Exploring the many facets of the gold-leafed Our Lady of Lourdes statue, the line of saints lit up, statues of St. Anne and her daughter Mary, the Way of the Cross, gardens and sacred outdoor chapel filled her week. She spent a considerable amount of time watching the clouds and natural world around her. “There I found hearts, crosses and so much synchronicity,” she said. “This reminds me that what we are doing on earth is a playful reciprocation. My silent retreats with the Edmundites have reminded me to slow down and pay attention.”

Janice Couture, a member of St. Joseph Cathedral Parish in Burlington, has been making the five-day silent retreat at St. Anne’s Shrine since they became available five years ago. “For the first retreat I hesitated; the second year there was less hesitation, but now it has become an essential part of my summer schedule,” she said. “Each retreat experience is different from every other retreat. Each summer brings me to a deeper relationship with Jesus as I spend time with Him in the silence of my heart, in nature, during Mass, and as revealed by His Word in the Sacred Scriptures. For me, the retreat is a time to reflect upon Jesus in whatever ways He makes Himself known to me and to share my reflections with a spiritual director, who guides me to discern and to recognize the work of God in my life.”

The time that she spends in prayer and reflection provides her with the opportunity to look at her life and her choices with focus and clarity. “The five-day silent retreat is a very profound, spiritual, and personal experience that touches every part of my being and I am grateful for the opportunity to participate in this search for God with the assistance of a spiritual director who shares my faith in Jesus,” she said.

The shrine and the Society of St.
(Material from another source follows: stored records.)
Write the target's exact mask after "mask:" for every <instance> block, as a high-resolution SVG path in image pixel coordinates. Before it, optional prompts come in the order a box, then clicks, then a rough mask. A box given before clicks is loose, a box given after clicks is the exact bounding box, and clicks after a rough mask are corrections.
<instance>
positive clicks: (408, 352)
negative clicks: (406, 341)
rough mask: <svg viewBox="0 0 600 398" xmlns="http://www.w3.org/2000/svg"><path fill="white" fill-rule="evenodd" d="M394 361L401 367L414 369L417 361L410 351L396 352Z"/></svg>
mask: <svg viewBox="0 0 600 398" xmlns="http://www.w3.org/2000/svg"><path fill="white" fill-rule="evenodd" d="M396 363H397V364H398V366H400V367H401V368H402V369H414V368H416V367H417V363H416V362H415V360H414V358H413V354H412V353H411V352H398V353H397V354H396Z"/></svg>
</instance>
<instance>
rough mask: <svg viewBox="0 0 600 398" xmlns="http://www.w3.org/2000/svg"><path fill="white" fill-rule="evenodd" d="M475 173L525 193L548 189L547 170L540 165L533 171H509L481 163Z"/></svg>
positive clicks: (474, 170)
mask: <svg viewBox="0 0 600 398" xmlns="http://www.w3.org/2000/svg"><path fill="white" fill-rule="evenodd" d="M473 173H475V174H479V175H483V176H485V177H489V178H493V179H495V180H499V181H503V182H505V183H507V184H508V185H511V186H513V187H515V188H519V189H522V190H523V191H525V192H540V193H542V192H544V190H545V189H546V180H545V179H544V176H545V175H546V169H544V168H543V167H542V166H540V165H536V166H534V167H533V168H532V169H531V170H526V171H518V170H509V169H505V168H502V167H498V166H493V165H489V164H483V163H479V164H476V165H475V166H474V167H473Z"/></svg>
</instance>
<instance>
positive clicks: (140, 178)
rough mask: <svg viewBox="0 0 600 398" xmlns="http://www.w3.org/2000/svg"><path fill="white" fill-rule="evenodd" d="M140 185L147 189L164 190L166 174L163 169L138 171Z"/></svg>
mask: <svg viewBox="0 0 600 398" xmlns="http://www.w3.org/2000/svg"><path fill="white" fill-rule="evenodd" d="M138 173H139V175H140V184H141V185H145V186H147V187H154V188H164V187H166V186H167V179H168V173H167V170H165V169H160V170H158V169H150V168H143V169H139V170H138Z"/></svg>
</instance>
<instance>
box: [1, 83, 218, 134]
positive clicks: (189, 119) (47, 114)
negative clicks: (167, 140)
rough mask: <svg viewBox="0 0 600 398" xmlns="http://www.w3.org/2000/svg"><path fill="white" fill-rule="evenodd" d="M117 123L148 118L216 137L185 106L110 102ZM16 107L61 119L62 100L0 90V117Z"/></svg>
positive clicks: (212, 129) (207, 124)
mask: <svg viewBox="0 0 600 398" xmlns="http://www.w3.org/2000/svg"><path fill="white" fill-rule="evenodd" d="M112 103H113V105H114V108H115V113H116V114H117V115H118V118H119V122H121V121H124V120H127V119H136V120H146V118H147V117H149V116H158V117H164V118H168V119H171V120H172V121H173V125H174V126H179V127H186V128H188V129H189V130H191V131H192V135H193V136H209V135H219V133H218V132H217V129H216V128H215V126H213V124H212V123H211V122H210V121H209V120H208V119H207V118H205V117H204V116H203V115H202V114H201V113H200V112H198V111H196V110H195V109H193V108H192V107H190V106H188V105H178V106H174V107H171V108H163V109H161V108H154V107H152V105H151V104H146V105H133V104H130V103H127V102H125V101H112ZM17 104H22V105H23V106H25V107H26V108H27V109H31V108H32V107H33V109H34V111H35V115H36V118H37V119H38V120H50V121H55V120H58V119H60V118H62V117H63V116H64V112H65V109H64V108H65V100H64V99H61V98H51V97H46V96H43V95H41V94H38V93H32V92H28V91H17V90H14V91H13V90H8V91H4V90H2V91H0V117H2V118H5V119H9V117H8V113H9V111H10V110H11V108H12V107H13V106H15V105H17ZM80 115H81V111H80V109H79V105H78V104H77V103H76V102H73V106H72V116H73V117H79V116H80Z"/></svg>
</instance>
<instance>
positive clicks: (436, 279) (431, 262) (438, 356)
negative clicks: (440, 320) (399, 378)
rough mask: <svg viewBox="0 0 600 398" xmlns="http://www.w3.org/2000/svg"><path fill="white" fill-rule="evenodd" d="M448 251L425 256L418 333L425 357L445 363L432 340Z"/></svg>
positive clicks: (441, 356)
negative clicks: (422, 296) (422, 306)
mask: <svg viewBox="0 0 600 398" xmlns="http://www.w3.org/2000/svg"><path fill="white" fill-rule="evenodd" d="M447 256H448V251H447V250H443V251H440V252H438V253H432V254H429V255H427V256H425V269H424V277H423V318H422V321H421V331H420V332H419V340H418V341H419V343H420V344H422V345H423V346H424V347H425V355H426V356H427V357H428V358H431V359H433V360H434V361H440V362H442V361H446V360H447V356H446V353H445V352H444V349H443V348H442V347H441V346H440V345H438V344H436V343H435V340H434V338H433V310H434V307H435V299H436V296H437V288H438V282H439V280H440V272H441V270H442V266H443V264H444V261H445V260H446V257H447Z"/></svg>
Edmund have been offering these retreats once a year.

“The benefits of such a retreat may include a deeper, stronger prayer life, a greater sense of God’s love for them and perhaps a clearer vision of where God may be leading them,” Brother Hagerty said.

“Hopefully retreatants grow closer to God in a restful environment,” Father Cummings said.

Anyone who is interested in deepening one’s faith and encountering the living God through scripture is encouraged to apply.

The retreats can accommodate up to 20 people; The cost is $500.

Participants stay in five cabins which were completed in 2013.